EUR: EUR/USD +0.7%; 1.0861
- This week's monster really in the EUR has continued into today's session with the pair printing a fresh YTD Peak @ 1.0871. Upside this week has stemmed from the recent spending pledges coming out of Germany, a hawkish tweak to ECB guidance and an ongoing slew of soft data releases out of the US. On the ECB, source reporting in the aftermath of the decision noted that some officials see an increasing chance of a rate in April with 2.5% unlikely to be the terminal rate. Others on the GC see a growing chance of a pause in their easing cycle at their next meeting before rates come down again. In sum, there is likely to be a showdown between the hawks and the doves on the ECB in April. Markets are narrowly leaning towards a pause with around 10bps of easing priced in for the meeting. Attention is now on a test of 1.09; not breached since 6th Nov.

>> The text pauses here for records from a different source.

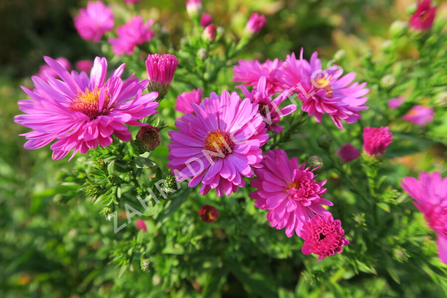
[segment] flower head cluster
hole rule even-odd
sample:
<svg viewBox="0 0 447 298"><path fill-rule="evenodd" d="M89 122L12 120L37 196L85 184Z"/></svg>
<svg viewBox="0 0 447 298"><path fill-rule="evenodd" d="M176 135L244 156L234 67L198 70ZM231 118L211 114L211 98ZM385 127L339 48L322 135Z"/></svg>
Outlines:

JPY: USD/JPY -0.4%; 147.40
- Overnight, USD/JPY traded on both sides of the 148.00 level before ultimately moving lower alongside the risk-off mood in APAC. In terms of domestic newsflow, source reporting via Bloomberg noted that the BoJ is reportedly leaning towards holding the key rate at the March meeting as it wishes to monitor the January hike and impact of US policies. Furthermore, it sees recent wage developments as being within expectations. The downside in USD/JPY has led to another YTD trough for the pair @ 147.20. If downside extends, focus will be on a test of 147. If breached, there is clean air until the 4th October low @ 145.91.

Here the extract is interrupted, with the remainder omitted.